Ruto se ha presentado en campaña como el campeón de los pobres y azote de la política tradicional en la que creció
16 ago 2022 . Actualizado a las 14:54 h.William Ruto ha sido el ganador de las elecciones presidenciales de Kenia del 9 de agosto por un estrecho margen tras una campaña en la que se ha presentado como el candidato del cambio pese a llevar dos mandatos como vicepresidente del país.
Esta contradicción concuerda con los vaivenes políticos de Ruto, que ha pasado de defender el sistema político de partido único a presentarse como una opción progresista, de ampararse alternativamente en las dos principales familias polítcas de Kenia, de pasar de la más absoluta pobreza en su infancia a millonario latifundista con hoteles en propiedad.
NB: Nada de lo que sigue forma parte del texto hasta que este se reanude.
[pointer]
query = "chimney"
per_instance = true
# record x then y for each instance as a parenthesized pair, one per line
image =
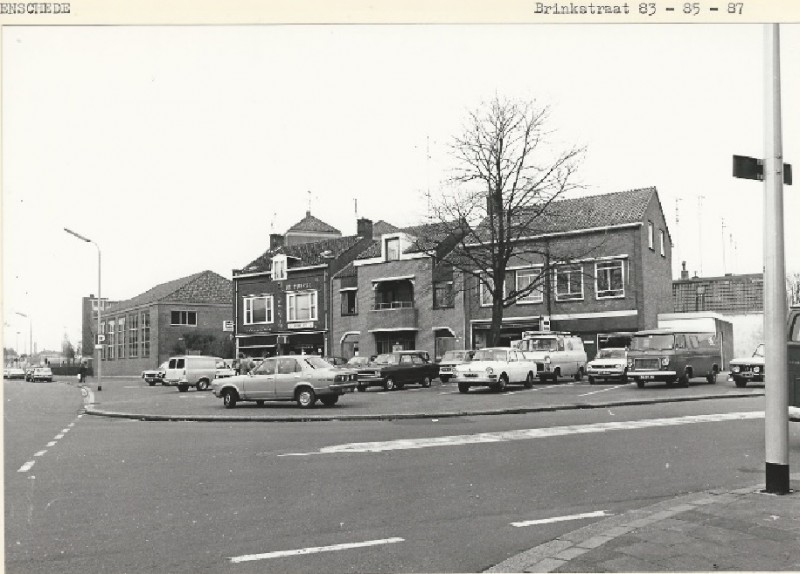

Ruto comenzó su vida yendo a la escuela descalzo y no tuvo su primer par de zapatos hasta los 15 años. Vendía pollo y frutos secos al borde de la carretera en el valle del Rift, en el este de Kenia, donde tienen presencia los Kalenjin, la etnia a la que pertenece Ruto y la tercera más numerosa del país.
Por eso su primera candidatura presidencial tenía como argumento principal la defensa de los pobres y de los jóvenes «dinámicos» bajo el lema 'Kenya Kwanza', Kenia Primero en suajili. Casi el 40 por ciento de los jóvenes de entre 18 y 34 años no tienen empleo, caladero principal de votos de la campaña de Ruto por una «nación dinámica».
Ruto es un político de carrera que comenzó en las juventudes del partido Kanu, el más importante tras la independencia de Kenia de Reino Unido. Entonces, asegura el propio Ruto, fue apadrinado por el entonces presidente Daniel arap Moi y trabajó en la movilización de votantes para las primeras elecciones multipartidistas de ese año.
De entonces data su reputación como orador elocuente que atraía a miles de personas a los mítines y destacaba en las entrevistas con la prensa. La muletilla «Amigo mío» que utiliza aún para comenzar sus frases le sirve para conectar con los votantes y para desarmar a la oposición.
Tras varios bandazos entre las dos grandes familias políticas kenianas, la Odinga y la Kenyatta, logró hacerse con puestos ministeriales y en el 2013 abandonó a Raila Odinga y selló una extraña alianza con Kenyatta que le convirtió en su 'número dos', en su vicepresidente.
Ambos coincidían en la necesidad de atajar el proceso abierto en el Tribunal Penal Internacional (TPI), en la que estaban acusados de crímenes contra la Humanidad por la violencia postelectoral del 2007, que se cobró más de 1.200 vidas. Las acusaciones contra Kenyatta se retiraron en el 2014, y las de Ruto, en el 2016.
Sin embargo, cuando todo parecía preparado para que Ruto fuera el sucesor natural del presidente saliente, Kenyatta, este optó en el 2018 por apoyar al líder de la oposición, Raila Odinga, para los comicios del 9 de agosto. Desde el entorno de Kenyatta acusaron de insubordinación a Ruto y dijeron que «no se puede confiar el él» para dirigir el país.
Ruto, amparado por la Constitución que impedía su destitución, siguió en el cargo y atribuyó las diatribas a que él y Kenyatta «vemos la política de forma diferente». Ya en campaña, Ruto dijo que Kenyatta apoyaba a Odinga porque buscaba un «presidente títere».
Se presentó así por primera vez en campaña como millonario, político con experiencia y empresario con numerosas tierras y negocios agrícolas, ganaderos y avícolas. Tiene amplias propiedades en la zona occidental y costera de Kenia y también ha invertido en la industria hotelera.
Este enorme patrimonio ha levantado sospechas de corrupción y en el 2013 tuvo que devolver un terreno de 40 hectáreas a un agricultor que le acusó de apropiarse de esas tierras durante la violencia electoral del 2007. Él siempre ha negado que hubiera cometido ningún delito y ha apelado a los votantes con la promesa de mejorar sus vidas, igual que logró hacer él.
Ello no le ha impedido presentarse como el campeón de los pobres, una opción de cambio, antisistema, frente al poder establecido, contra la élite política y económica, criticando a las dinastías políticas a las que no dudó en apoyar para medrar políticamente.